We now have our chunks vectorized and ready to be used in a RAG application. However, we are missing a few ingredients:

1. ***Scaling*** - we only processed a single pdf file and we had to manually specify its path. We need to find a way to process all our documents at scale instead and to save the results.
2. ***Saving and Versioning*** - even if we only had a single or a few PDF files we would like to use in our RAG, it is a good practice to version the outputs so that we can keep track of and fine-tune our RAG application. If we simply save the current results to a bucket and overwrite it each time the source is updated, we lose this. We could version the results manually, e.g. by adding a timestamp to the blob name, but that is not very reliable and will lead to unnecessary copies of files.
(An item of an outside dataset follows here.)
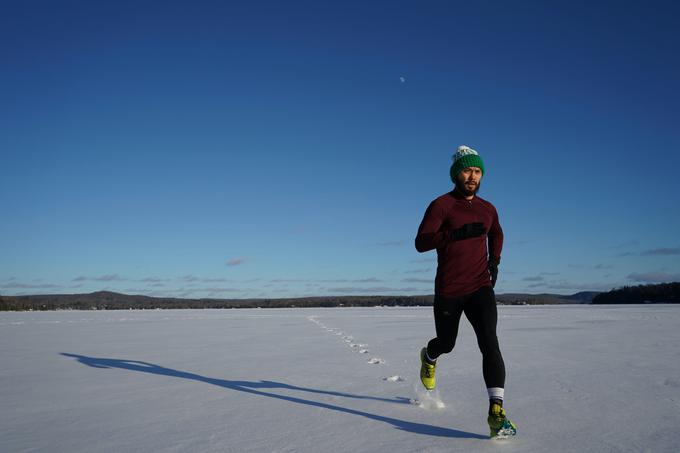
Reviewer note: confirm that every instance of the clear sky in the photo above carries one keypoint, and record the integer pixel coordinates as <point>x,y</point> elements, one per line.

### Processing the documents at scale, using DataChain UDFs

We will now use DataChain to solve the scaling and versioning issues we outline above. We will create a DataChain user-defined function (UDF) to process all our PDF files the way we did above with a single file (without us having to manually provide file paths) and save the outputs in a Datachain.

The DataChain UDF functionality will allow us to generate additonal columns in our DataChain, iterating over each of the files listed in it.

To define our pdf processing UDF, we first need to specify the output, using the DataChain `Feature` class. This will allow us to thell the UDF the output formats of the additional columns which are grouped into what is called a Feature in Datachain.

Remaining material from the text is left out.